HOMECOMING
CHAPTER 17
Early in May of 1977 I went down to a hunting block between Athi River and Konza, not thirty miles from our home on the outskirts of Nairobi, seeking meat for the nearly empty freezer. The long rains, bounteous that year, had recently broken a protracted drought, and the Athi plains were green, fresh, and studded with wildflowers. When I signed in at the game department post at Athi River the game scouts asked me to shoot a Grant gazelle for them. I protested that I did not have a license for a Grant, but they said that it did not matter, that it would not count.

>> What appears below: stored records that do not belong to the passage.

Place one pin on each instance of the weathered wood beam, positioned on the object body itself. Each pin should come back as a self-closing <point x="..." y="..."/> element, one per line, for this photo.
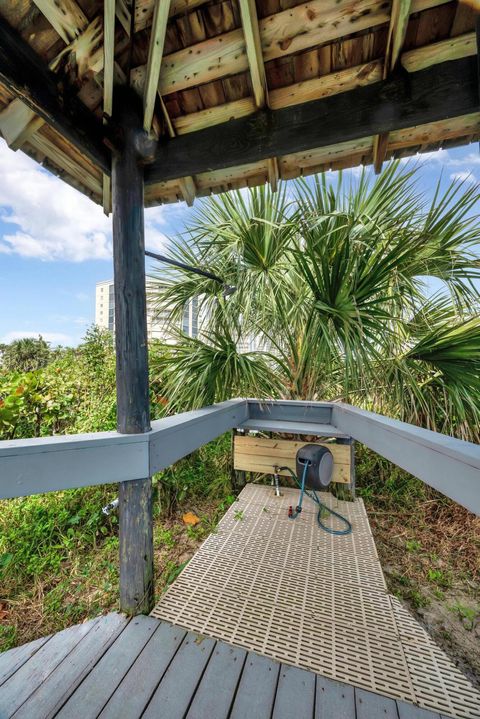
<point x="253" y="44"/>
<point x="447" y="90"/>
<point x="282" y="34"/>
<point x="28" y="78"/>
<point x="124" y="16"/>
<point x="187" y="184"/>
<point x="133" y="416"/>
<point x="454" y="48"/>
<point x="108" y="56"/>
<point x="399" y="17"/>
<point x="155" y="55"/>
<point x="66" y="17"/>
<point x="326" y="85"/>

Not far into the block I spotted a herd of thirty or forty wildebeest (gnu). They are odd-looking animals with buffalolike horns, white beards, horselike manes, gray, sloping bodies brindled with darker stripes, and long, flowing tails (which make excellent fly whisks.) Nevertheless they are true antelope related to the hartebeest. They are quite crazy, liable to gallop off in all directions for no discernible reason at all, and then to wheel around and come back or to suddenly stop and calmly start grazing as if nothing had happened. In this respect they remind me somewhat of caribou. They are also much the same size, and their meat is excellent.
There was little cover, but finally, by making use of shallow folds in the terrain, I managed to get ahead of them and let them move slowly past me at a range of about two hundred yards. I sat down with the 7x64mm Mauser and waited until a dry cow appeared to be in the clear on the fringe of the bunch. But at the shot it ran, while another, which must have been exactly in line beyond it, staggered and went down. It was still kicking, so I gave it a finisher, and then found the first one dead a little distance away. The 173-grain RWS H-mantel (partition-type) bullet had penetrated through the first gnu close behind the front legs (which was a little farther back than I had meant to place the shot), and had then struck the second in almost exactly the same spot. I had several times got two impala with one shot, but this was the first time I’d experienced it with wildebeest. It was quite unintentional, but it did not matter as I had tags for two wildebeest and had meant to fill them in any case.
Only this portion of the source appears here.